JEUNESSE À L’HEURE DES RÉPÈRES

C’est avec des images de Paul Pogba que l’interview a commencé. Ému, le président Alpha Condé s’est dit fier du champion du monde de football originaire de Macenta. La réussite qu’incarne le Guinéen évoluant avec l’équipe Française de football est de bon augure pour la jeunesse qui n’a pas vécu la joie que le syli national et le Hafia FC ont apportée à la Guinée et qui ont fait la gloire du sport national : « la jeunesse ne l’a pas connu et voir Pogba qui fait partie des éléments moteurs du succès français importe. On aurait voulu qu’il soit avec le syli », a confié le Pr Condé.

Pour le président Condé, la célébration du 60ème anniversaire de l’indépendance en cette année 2018, est une restitution historique du vécu de la Guinée sur les non-dits à l’endroit des nouvelles générations.

MACRON À L’ECOLE DE L’HISTOIRE GUINEENNE

D’emblée le Pr Alpha Condé a indiqué que : « nos liens avec la France n’ont pas été un long fleuve tranquille ». Si la Guinée va de l’avant, force est de reconnaître que la période postcoloniale n’a pas été évidente. Le Chef de l’État a laissé entendre que la France d’alors a empêché l’essor de la Guinée indépendante. Et de rappeler la longue histoire du pays dont des pages sombres tels que le camp Boiro ou Kindia en 1985 qu’il dit assumer.
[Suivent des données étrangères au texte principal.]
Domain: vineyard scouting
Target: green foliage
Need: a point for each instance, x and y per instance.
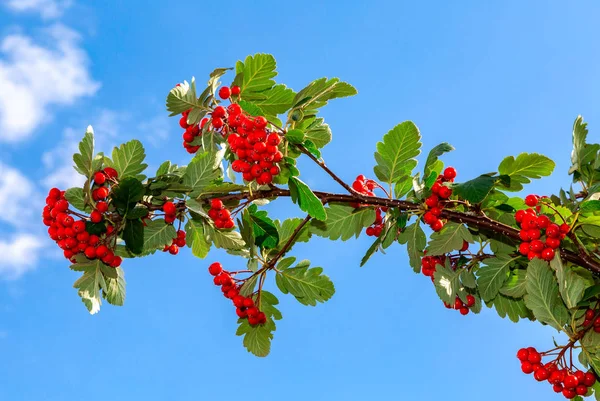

Il poursuit que : « Macron n’a que 39 ans, il ne connaît pas certains pans de notre histoire » selon le PRAC qui refuse que l’anniversaire du pays soit masqué par des sombres pages.

Ce qui le conduit à dire que les confrères de RFI et TV5 ne sont pas dans les réalités du pays et qu’ils se doivent de mettre aussi en avant la responsabilité des autorités Françaises des années 60. Pour lui, cette célébration est une occasion pour que la jeunesse guinéenne soit informée de l’histoire globale de son pays depuis 1958 sans une instrumentalisation par des médias occidentaux qu’il a d’ailleurs déplorés.

LE 28 SEPTEMBRE, SUJET QUI FÂCHE

Cette question sera à l’origine des divergences entre le Président Guinéen et les journalistes. Pour lui : « on ne doit pas polariser la Guinée au drame du 28 septembre » où il dit avoir pris toutes les dispositions. Le Président Condé réfute que l’affaire prenne du retard et met d’ailleurs en garde les nations qui insistent sur la tenue rapide du procès. Pour celui qui préside la Guinée depuis 2010, il n’y a pas péril en la demeure car tout est sous contrôle.

Concrètement, Alpha Condé déclare avoir : « donné les moyens » à la justice pour qu’elle fasse le jugement. Il attend donc comme le peuple ; la fin des préliminaires du 3ème pouvoir. Et d’insister sur le fait qu’Il n’y aura aucune pression de l’exécutif qu’il incarne.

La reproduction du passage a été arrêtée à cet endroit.